Logstash stops receiving logs

Hi everyone. I am a beginner in logstash and ELK in general. Lately I have been facing an issue with logstash.

I am receiving some logs on port 3014, and this is the second time that this is happening and I identified this pattern. Every time that a log that can't be decoded hits on port 3014, logstash stops processing any logs. What I mean?

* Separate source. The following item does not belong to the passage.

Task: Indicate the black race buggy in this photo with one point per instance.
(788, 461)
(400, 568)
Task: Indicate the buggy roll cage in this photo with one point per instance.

I will try to explain this as clear as I can, and I apologise if I miss something.

My logstash configuration looks like this:

input {
  syslog {
    port => 3014
    codec => cef
    syslog_field => "syslog"
    grok_pattern => "<%{POSINT:priority}>%{SYSLOGTIMESTAMP:timestamp}"
 }
}
filter {
    prune {
        whitelist_names => ["@timestamp", "message", "name","destinationUserName","sourceUserName","ad.loginName", "sourceServiceName","ad.destinationHosts","userID", "deviceAction", "deviceEventClassId"]
}
    mutate { gsub => [ "ad.loginName", "USERNM[\\]", "" ] }
    if [destinationUserName] and [sourceUserName] {
    mutate { add_field => { "userID" => "%{ad.loginName}" } }
}   else if [destinationUserName] {
    mutate { add_field => { "userID" => "%{destinationUserName}" } }
} else if [sourceUserName] {
    mutate { add_field => { "userID" => "%{sourceUserName}" } }
}
}
output {
  elasticsearch {
     hosts => ["localhost:9200"]
         index => "logstash_index"
 }
  stdout {
     codec => rubydebug

Now is the second time that when I see this log

That contains some gibberish text, logstash stops receiving any sort of data on port 3014.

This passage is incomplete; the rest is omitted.